Technology and automation aren’t just aspirational states. They serve the purpose of freeing up the human brain to focus on the important stuff — such as inventing the next big thing, or expanding a business and the national economy, or simply taking the time out to smell the gardenias or have coffee with a friend. Ultimately, it is all about convenience!

This state of grace is closer now than ever before as we programme our devices to talk to each other, make increasingly more important levels of buying decisions, and create immersive experiences that allow us to transact without leaving the virtual world.

As the world’s first Museum of the Future soon opens its doors in Dubai, it brings home the reality of being a part of a living pilot project, transforming not only the way we interact with each other but also the way our devices interact. At its simplest, in Dubai we see this in an RTA app that lets you check public and mall parking availability on your smartphone, even as you drive there guided by the friendly digital navigator.

To a payments processor, the Internet of Things (IoT) is a place where every device is a payment device and any action can signal a transaction. It is a channel, just as a point of sale (POS) machine is one. The difference is that now devices are equipped with a newer type of front-end interface with the merchant and consumer and a more sophisticated back end, with core elements of security, speed and cost-effectiveness.

In a simple use case, a patron in a restaurant orders French fries off the digital menu and pays using a mobile wallet. In its early days, that seemed almost like prestidigitation. Today, with enthusiastic participation by payments processors, a lot of us do this as a mundane process.

The Internet of Everything

The next step is the Internet of Everything where digital sensors in everyday appliances connect to remote systems — including industrial machine learning systems and other types of intelligent hardware — to order and pay for products and services either directly or via smarter mobile devices.

An SME’s storage unit, for instance, keeps track of potatoes available using smart sensors.
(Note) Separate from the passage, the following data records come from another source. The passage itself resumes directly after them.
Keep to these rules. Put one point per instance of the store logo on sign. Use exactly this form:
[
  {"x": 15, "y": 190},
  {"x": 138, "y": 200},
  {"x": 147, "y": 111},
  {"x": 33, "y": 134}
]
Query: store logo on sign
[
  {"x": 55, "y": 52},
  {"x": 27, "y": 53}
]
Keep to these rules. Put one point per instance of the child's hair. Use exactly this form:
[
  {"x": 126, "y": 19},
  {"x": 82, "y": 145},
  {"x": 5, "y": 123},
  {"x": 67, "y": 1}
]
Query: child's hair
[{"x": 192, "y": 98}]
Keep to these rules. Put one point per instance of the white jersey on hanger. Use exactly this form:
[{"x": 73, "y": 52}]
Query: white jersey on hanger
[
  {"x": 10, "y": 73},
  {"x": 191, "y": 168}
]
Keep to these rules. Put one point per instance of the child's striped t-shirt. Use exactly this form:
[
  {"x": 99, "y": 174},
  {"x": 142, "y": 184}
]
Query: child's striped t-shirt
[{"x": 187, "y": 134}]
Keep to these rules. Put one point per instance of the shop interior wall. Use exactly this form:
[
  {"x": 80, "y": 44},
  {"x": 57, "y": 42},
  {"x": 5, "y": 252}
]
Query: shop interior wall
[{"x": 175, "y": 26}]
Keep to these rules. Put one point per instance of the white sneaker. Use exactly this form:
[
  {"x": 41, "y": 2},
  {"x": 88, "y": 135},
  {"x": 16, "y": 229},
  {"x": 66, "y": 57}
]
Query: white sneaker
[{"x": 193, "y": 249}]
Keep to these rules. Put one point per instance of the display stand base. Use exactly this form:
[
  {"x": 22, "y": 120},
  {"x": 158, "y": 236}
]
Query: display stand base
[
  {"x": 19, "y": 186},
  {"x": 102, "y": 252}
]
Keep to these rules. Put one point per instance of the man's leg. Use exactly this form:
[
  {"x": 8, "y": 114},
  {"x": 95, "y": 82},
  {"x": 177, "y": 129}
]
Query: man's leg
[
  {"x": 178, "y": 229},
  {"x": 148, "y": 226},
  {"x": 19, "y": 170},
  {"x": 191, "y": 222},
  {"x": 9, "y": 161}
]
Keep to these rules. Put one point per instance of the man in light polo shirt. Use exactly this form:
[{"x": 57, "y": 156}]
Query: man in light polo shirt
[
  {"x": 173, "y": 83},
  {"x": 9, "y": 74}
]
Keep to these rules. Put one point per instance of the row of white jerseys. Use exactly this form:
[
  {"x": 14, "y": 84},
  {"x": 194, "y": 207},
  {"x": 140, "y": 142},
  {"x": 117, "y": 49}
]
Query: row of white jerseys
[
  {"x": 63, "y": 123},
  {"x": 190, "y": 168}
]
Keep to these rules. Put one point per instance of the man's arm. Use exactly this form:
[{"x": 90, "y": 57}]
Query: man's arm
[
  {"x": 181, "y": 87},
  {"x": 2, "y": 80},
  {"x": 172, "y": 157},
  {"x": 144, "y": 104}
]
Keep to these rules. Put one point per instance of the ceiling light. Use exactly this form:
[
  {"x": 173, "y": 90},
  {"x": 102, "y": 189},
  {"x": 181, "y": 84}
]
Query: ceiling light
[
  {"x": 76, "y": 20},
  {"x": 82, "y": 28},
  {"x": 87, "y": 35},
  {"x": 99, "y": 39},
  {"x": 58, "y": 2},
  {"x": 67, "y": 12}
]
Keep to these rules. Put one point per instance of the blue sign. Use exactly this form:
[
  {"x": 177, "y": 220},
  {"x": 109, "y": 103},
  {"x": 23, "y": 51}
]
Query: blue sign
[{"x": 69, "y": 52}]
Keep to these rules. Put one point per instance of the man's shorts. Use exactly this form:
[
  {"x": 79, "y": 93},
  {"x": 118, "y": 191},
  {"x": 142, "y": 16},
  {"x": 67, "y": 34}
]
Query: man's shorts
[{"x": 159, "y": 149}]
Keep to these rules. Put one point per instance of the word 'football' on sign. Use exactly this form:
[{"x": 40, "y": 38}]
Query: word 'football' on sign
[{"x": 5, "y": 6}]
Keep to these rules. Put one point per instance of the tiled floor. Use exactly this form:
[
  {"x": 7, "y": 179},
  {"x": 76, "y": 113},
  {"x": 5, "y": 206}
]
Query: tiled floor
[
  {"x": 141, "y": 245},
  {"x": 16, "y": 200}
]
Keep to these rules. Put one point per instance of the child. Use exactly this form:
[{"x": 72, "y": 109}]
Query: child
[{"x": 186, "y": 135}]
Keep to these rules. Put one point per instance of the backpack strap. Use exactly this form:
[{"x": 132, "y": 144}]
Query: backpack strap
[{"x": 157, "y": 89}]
It is connected to the sales and marketing system and has learnt from this interface that for every 50 pillow packs of fries sold, 20 medium-sized potatoes are used. It also knows that about 45 packs are sold each day.

Using pattern recognition, the storage unit predicts that by Wednesday, you’d be flat out of potatoes. Being an intelligent employee, the storage unit talks to the potato supplier’s system and orders potatoes, makes an entry into the digital inventory, and notifies the accounts department of a payment to be made, or possibly even approves the payment from your bank. All this information is also available for you, the owner or manager of the SME, to view on your mobile phone while you are travelling from one meeting to another.

As the business owner, this leaves you free to concentrate on business development, which is the most optimal use of your time.

Let’s count the transaction devices in this example: the intelligent storage unit, the inventory system, the accounting system, the supplier’s smart warehouse, your mobile device and the bank’s internal systems. All connected and interacting with each other — the Internet of Things.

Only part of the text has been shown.